Tag: downtown (page 1 of 2)

Witwer Building + Downtown Hotels

Witwer Building, Cedar Rapids

The Witwer Building at 303 2nd Ave SE in downtown Cedar Rapids was originally the Post Office and Federal Building when built in 1908. (The original structure actually dates back to the 1890s, but was completely rebuilt in a different style in 1908.) It is currently owned by Linn County and housed community service-related offices and a senior center before the flood. The county now has plans to sell the building, which presents some compelling redevelopment opportunities. For instance, County Supervisor Linda Langston announced last week that a developer had been looking at the site for a boutique hotel at one point. However, she noted it is now more likely the building would be made into offices. Despite this reality, let’s entertain the hotel idea for a moment.

A small, boutique hotel in downtown could help increase nightlife activity downtown and the uniqueness of it would be attractive to certain visitors who otherwise would not stay at a hotel in downtown. The building itself seems appropriately sized to accommodate 10-15 guest rooms and perhaps a restaurant or upscale lounge on the first level. The site is at a very good location to synergize with other downtown attractions. Within a two block range is Theatre Cedar Rapids, the Paramount Theatre, the US Cellular Center and future Cedar Rapids Events Center, along with some existing bars and restaurants.

In addition to more housing, it is important to diversify the kinds of amenities and attractions in downtown to create a more lively, 24-hour neighborhood. While a specialty hotel seems pretty unlikely at this point, if one were to be developed, I’d be cautious to doubt its potential for success, as similar ventures have worked very well in other comparable cities.
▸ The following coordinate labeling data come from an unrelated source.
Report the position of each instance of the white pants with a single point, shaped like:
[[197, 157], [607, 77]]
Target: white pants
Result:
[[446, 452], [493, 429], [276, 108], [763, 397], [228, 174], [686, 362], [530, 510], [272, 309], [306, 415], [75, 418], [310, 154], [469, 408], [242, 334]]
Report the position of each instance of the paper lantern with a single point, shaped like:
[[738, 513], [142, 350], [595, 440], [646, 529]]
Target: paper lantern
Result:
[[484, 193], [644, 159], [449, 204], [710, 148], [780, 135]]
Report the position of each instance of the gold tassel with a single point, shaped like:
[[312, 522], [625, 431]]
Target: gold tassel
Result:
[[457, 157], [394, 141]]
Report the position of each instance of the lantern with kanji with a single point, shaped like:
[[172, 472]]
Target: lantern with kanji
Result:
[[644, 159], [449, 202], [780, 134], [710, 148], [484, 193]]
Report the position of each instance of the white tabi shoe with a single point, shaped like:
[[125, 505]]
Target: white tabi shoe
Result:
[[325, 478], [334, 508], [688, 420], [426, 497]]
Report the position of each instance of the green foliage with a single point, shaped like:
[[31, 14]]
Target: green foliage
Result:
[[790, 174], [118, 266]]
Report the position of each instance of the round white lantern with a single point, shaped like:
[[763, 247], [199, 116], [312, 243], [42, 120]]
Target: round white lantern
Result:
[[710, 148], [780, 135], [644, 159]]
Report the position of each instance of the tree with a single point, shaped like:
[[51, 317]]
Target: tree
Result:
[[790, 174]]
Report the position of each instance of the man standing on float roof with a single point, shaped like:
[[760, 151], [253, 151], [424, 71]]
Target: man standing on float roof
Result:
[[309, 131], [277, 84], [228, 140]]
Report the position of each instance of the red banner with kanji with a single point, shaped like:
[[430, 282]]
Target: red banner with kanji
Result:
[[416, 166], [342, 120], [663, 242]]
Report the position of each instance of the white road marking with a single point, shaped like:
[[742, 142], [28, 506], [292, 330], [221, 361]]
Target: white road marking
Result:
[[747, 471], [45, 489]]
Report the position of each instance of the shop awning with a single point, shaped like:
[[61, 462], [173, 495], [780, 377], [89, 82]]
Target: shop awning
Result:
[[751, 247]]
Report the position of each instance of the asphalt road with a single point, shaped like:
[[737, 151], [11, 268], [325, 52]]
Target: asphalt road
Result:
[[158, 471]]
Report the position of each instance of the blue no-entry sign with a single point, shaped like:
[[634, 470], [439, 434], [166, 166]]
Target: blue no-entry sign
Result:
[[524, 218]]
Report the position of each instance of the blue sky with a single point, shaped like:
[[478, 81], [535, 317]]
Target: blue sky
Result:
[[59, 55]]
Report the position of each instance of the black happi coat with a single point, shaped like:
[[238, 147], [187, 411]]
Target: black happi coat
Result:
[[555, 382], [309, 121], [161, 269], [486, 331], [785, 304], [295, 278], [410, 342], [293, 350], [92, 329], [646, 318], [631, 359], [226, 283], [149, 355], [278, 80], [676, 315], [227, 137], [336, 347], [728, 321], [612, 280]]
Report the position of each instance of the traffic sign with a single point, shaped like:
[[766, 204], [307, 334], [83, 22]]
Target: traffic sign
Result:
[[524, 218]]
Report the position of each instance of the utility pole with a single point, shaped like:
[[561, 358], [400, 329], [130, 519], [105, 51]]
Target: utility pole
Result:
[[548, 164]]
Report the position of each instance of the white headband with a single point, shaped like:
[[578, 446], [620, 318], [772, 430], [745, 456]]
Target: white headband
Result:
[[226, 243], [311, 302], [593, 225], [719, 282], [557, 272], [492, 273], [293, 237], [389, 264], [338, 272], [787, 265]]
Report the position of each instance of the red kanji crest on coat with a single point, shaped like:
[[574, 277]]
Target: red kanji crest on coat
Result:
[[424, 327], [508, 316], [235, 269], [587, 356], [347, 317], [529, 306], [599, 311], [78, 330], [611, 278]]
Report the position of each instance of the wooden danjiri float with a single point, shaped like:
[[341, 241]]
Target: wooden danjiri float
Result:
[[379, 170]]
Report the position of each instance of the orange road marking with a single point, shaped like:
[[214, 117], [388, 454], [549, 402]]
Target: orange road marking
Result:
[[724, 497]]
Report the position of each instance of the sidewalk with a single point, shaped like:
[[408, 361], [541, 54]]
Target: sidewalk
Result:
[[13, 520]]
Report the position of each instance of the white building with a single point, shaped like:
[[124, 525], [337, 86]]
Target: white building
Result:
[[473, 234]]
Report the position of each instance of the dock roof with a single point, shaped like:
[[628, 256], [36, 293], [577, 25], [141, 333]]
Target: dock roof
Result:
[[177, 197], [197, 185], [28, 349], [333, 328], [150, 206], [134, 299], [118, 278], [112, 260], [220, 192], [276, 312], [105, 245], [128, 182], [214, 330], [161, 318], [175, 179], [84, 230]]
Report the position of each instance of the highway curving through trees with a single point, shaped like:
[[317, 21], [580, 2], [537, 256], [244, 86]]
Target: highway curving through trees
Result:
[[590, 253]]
Hotel Donaldson, FargoA great example of a new high-end niche hotel succeeding in a modest midwestern downtown is the Hotel Donaldson in Fargo, North Dakota. The “HoDo” was built in 1894 as a meeting hall, and opened as a hotel around 1915 when a third floor was added. Deteriorated over the decades, Karen Stoker bought the hotel in 2000 and renewed the building into a modern upscale hotel with 17 guest rooms, a high-end restaurant and lounge, and a variety of small meeting spaces including the “Sky Prairie” rooftop garden. Since its rebirth the Hotel Donaldson has been very successful and a pivotal part of Fargo’s downtown revitalization. There is also a dominant Radisson Hotel in downtown Fargo, plus a mid-level Howard Johnson on the edge – similar to Cedar Rapids’ arrangement with the Crowne Plaza and Coppers Mill Hotel.

In the past downtown Cedar Rapids was home to several hotels as it was the active hub of the city and for the decades the grand entry for visitors at Union Station, which most tragically was demolished in 1961, and replaced with a parking garage. Nearby the station and along the 4th Street tracks were a number of large hotels. Between 1st and 2nd avenues, sat the Allison Hotel and Magnus Hotel, both handsome, five-story brick buildings adjacent to the tracks. Unlike today, the corridor of tracks were responded to by buildings much like they would to normal street facades.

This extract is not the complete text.